Blue light-induced diazo cross-coupling: synthesis of allyldiazo compounds through reshuffling of functionalities

Abstract

In this paper, we describe a new type of cross-coupling between simple diazo and vinyldiazo compounds that gives access to unusual allyldiazo products. Blue light discriminates two diazo compounds towards free carbene formation, triggering sequential cyclopropenation, (3+2) cycloaddition and ring opening rearrangement processes. This strategy involves an overall reshuffle of diazo functionality and olefinic carbons of vinyldiazo compounds with an extrusion of nitrogen. Mechanistic studies including a ¹⁵N-labelling experiment demonstrate that the diazo functionality of allyldiazo products derives from simple diazo compounds, while vinyldiazo reagents are selectively decomposed via energy transfer with thioxanthone photocatalyst. The obtained allyldiazo compounds can be efficiently converted into synthetically useful structures such as 1,3-dienes, gem-difluoro-1,4-diene, hydrazine, dihydropyrazole, pyridazine, and bicyclobutane.

---

Introduction

The chemistry of diazo compounds has been intensively studied since the first synthesis of ethyl diazoacetate by Curtius in 1883.^1,2 The coupling of diazo compounds by complete decomposition of two diazo moieties is an alternative method for the synthesis of unsymmetrically substituted alkenes.^3,4 However, this transformation has not found widespread applications due to the inevitable competition between homo- and cross-coupling processes.⁵ The challenge for the selective cross-coupling lies in the discrimination of diazo compounds toward carbenoids because most of them are readily decomposed by transition metals or under thermal and photochemical conditions.

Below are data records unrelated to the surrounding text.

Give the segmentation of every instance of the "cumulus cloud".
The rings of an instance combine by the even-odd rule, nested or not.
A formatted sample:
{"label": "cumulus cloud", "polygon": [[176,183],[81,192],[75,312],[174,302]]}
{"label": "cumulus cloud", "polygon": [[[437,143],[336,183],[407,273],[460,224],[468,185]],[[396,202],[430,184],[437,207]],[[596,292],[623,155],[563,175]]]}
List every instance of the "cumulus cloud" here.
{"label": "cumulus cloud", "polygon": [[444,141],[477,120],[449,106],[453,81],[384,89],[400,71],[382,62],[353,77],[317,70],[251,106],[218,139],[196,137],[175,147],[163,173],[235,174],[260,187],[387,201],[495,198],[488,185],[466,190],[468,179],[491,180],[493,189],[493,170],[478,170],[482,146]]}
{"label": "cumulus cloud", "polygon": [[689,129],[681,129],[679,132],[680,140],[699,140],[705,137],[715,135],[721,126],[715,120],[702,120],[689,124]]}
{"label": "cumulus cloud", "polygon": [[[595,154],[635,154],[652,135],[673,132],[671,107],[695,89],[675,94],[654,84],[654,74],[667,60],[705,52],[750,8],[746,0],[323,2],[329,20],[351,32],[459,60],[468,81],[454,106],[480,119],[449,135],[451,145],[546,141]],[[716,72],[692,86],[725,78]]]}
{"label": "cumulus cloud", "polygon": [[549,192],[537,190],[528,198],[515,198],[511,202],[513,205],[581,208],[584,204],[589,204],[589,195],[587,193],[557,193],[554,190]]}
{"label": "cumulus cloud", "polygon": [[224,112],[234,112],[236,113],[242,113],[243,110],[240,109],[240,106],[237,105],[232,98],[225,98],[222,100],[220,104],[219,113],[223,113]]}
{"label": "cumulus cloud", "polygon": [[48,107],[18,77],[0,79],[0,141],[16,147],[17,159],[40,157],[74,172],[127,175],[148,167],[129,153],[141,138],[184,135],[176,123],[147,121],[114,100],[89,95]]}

Diazo compounds are often coloured molecules, and their absorption is significantly affected by the substituents of the diazo carbon.⁶ In 2018, Jurberg and Davies pioneered the photolysis of aryldiazoacetates under blue light irradiation.⁷ Soon after this work, we reported a blue light-promoted selective diazo cross-coupling for the synthesis of trisubstituted alkenes by distinguishing aryldiazoacetates from other diazo compounds.⁸ Since then, various classical transition metal-catalyzed transformations of diazo compounds have been re-examined using visible light as the sole energy source, unlocking novel reaction pathways via free carbene intermediates.⁹

As a result of its high reactivity, the diazo group is usually introduced onto a targeted product at the end of synthesis.^2e Additional functionalization of an existing diazo compound without affecting the diazo functionality is also a promising method to prepare complex or even unconventional diazo compounds.¹⁰ Such manipulation usually employs relatively stable diazo compounds and relies on the transformations of molecular skeleton remote to the diazo functionality. Regarding the reactions of two diazo compounds, it is difficult to decompose one diazo compound while conserving the diazo functionality of another. In this context, our group developed a photoredox-enabled self-(3+2) cyclization of two vinyldiazo reagents, which provides cyclopentene derivatives with retention of one diazo functional group in the products.¹¹

At this point, we became intrigued in the photochemical reaction of vinyldiazo with simple diazo compounds. Previous works by Davies and Sun disclosed the selective cross-coupling of vinyldiazoacetates and aryldiazoacetates for the generation of conjugated 1,3-dienes catalyzed by Rh(II) and Au(I) respectively (Scheme 1a-1).⁴ Switching the ligands, the Au(I)-catalyzed cross-coupling of these two diazo compounds can produce N-substituted pyrazoles.¹² The selective diazo cross-coupling towards pyrazoles was also reported by Melen using a borane catalyst (Scheme 1a-2).¹³ Barluenga demonstrated the discrimination of simple and vinyldiazo systems towards carbenoids by a Cu(I) catalyst, allowing the formation of cyclobutenes via a sequential cyclopropanation/ring expansion process (Scheme 1a-3).¹⁴ Nevertheless, these transformations always result in the complete decomposition or functional loss of diazo groups. Herein, we report the use of blue light to discriminate vinyldiazo and simple diazo compounds, leading to the formation of allyldiazo compounds via a distinct diazo cross-coupling reaction. Both vinyldiazo and simple diazo compounds undergo structural reorganization in which the diazo functionality and olefinic carbons have been reshuffled with an extrusion of nitrogen. Due to the low energy of blue light, such allyldiazo products can be isolated and were used for further derivatization on the basis of the rich chemistry of the diazo functional group.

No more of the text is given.